Intolerance is a wrong word though because one tolerates a nuisance, not something good. I know that many people think they say something good when proclaiming tolerance for homosexuals but lexicographers should know better.
And I don’t think that anyone hates Hava Nagila for any other reason than that it comes from the Jews. I don’t find ‘Jewish culture’ necessary here.
Webster’s
Webster’s second edition from 1983 was creative but slipped too.
anti-Semitism 1. having or showing prejudice against Jews; disliking or fearing Jews or Jewish things. 2. discrimination against or persecution of Jews.

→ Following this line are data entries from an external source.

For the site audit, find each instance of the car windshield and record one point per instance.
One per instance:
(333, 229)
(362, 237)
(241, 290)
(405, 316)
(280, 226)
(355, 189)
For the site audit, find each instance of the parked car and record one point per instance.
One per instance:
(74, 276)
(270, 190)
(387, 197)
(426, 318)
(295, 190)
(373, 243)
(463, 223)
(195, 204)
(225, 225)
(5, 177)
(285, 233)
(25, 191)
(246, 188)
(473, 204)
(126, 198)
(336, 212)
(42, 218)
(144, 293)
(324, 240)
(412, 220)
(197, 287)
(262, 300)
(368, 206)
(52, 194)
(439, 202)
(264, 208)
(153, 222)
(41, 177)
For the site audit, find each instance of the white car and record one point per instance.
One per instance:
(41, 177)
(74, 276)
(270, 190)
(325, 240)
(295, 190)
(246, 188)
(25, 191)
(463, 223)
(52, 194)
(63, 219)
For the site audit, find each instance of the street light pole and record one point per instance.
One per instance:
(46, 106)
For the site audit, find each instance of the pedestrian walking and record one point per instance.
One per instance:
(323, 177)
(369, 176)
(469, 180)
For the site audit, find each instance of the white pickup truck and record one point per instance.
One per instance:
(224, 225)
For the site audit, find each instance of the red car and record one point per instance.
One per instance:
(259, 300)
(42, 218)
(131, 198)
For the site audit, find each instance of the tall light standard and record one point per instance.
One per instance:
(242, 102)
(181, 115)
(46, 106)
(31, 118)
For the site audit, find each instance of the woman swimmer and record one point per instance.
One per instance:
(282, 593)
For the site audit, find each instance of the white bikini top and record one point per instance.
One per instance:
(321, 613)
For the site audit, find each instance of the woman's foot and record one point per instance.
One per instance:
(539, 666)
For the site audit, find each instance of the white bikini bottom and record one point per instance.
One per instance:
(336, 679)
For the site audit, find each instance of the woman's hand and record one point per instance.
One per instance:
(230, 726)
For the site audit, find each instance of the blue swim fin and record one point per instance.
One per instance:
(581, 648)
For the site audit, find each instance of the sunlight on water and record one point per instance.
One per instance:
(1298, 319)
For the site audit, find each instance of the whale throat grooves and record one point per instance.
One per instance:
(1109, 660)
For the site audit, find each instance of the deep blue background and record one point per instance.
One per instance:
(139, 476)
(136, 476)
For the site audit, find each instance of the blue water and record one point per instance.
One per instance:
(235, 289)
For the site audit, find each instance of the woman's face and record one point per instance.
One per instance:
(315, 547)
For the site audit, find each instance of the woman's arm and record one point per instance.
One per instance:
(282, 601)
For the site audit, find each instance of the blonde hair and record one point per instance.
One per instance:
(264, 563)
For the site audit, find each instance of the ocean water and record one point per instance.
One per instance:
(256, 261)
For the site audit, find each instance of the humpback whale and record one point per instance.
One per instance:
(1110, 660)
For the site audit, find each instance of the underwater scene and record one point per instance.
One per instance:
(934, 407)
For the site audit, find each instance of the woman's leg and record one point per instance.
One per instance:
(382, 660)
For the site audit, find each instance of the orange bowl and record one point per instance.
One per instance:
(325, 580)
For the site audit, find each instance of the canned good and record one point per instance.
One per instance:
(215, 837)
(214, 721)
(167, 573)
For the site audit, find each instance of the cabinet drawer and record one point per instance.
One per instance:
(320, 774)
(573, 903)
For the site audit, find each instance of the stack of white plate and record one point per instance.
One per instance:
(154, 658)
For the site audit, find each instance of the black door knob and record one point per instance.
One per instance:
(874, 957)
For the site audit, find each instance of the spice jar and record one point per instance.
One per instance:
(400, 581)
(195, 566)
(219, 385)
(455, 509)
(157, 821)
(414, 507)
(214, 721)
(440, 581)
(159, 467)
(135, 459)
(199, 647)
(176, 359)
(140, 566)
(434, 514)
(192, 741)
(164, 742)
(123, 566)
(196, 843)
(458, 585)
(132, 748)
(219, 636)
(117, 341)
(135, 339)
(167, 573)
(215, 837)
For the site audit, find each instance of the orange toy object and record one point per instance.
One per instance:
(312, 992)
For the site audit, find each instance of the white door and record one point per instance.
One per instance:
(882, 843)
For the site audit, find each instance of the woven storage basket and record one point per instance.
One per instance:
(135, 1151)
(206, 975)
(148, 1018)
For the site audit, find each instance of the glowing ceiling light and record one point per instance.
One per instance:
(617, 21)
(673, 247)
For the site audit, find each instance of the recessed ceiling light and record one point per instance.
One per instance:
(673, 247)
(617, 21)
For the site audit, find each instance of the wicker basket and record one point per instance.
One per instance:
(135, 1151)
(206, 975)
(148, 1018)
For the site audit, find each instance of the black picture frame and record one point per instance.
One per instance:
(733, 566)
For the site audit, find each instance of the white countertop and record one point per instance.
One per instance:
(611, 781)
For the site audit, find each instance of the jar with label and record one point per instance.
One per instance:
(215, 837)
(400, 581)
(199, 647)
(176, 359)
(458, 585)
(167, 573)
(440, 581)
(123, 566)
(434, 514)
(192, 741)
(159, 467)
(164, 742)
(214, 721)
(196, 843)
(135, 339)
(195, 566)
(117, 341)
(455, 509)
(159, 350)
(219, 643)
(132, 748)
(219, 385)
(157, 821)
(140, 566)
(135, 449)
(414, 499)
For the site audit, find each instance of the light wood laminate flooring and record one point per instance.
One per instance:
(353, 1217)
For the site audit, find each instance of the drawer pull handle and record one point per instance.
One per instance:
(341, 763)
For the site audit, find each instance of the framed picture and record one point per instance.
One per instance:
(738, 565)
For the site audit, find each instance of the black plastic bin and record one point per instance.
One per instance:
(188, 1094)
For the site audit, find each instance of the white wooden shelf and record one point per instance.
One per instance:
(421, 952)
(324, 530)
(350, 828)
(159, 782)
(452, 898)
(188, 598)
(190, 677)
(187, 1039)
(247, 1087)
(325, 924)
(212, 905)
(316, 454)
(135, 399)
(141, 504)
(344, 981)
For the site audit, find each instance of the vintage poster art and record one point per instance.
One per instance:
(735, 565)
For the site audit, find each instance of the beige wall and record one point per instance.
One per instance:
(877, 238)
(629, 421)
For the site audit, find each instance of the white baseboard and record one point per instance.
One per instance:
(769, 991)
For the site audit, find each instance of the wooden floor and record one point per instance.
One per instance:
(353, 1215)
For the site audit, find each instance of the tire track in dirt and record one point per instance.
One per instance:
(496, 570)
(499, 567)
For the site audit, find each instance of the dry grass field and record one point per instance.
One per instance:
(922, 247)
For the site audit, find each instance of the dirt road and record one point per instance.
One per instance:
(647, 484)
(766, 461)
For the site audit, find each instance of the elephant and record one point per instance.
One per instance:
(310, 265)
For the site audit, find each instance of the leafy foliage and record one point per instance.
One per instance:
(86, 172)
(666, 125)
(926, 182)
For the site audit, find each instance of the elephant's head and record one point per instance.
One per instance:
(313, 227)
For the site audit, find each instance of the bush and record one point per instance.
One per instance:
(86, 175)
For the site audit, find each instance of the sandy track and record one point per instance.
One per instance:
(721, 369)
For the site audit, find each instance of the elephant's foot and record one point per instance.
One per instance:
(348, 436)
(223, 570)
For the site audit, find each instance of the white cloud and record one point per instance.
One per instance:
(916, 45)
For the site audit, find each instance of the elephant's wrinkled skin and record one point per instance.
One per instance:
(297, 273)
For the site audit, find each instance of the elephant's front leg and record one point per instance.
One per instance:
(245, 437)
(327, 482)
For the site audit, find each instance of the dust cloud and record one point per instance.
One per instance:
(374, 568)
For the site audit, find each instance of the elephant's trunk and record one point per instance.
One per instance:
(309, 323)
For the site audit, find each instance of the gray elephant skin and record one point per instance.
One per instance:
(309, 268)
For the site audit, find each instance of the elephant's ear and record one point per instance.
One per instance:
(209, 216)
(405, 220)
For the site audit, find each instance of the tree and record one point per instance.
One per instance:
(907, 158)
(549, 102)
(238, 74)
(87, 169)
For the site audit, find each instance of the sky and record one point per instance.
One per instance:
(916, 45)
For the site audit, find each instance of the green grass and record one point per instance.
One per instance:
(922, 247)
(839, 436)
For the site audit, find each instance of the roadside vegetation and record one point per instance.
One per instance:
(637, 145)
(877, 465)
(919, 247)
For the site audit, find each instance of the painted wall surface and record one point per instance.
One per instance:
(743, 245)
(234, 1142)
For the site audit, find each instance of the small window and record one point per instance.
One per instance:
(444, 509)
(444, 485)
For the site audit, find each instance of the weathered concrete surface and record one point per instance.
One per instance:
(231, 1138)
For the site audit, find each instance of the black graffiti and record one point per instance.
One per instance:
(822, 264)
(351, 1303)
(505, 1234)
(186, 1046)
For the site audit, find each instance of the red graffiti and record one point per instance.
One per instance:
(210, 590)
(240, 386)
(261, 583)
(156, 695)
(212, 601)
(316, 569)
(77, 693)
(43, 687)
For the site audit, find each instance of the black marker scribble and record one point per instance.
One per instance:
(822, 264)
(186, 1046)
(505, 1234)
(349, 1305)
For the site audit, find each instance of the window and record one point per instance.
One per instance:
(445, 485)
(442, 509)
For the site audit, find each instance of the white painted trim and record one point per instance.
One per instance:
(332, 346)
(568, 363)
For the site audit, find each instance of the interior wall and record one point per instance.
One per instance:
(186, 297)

The funny-sounding ‘the Jews’ was finally out.
But how did they get to ‘fearing Jews or Jewish things’? Anti-Semites may preach fear of Jews but no one fears Jews. And what ‘Jewish things’?
Random House
Random House’s second edition from 1996 improved on that with:
anti-Semitism discrimination against or prejudice or hostility toward Jews.
No more ‘fear,’ ‘intolerance,’ or ‘opposition.’
It was inevitable that somebody finally should get it right.
Still missing is religion-based Jew-hatred as was popular among Christians for millennia and counting and seems to form much of Muslim Jew-hatred.
But the Sages already teach us, there is no perfection in this world.
***
Most historians by now use ‘antisemite’ but ‘anti-Semite’ is still common.
Many people, regarding my many old dictionaries (or medical handbooks), have asked if one modern copy won’t suffice. Or just one good online site. For everyday work, yes. But they cannot show the development of our understanding. To trace that, one also needs to give space to older copies.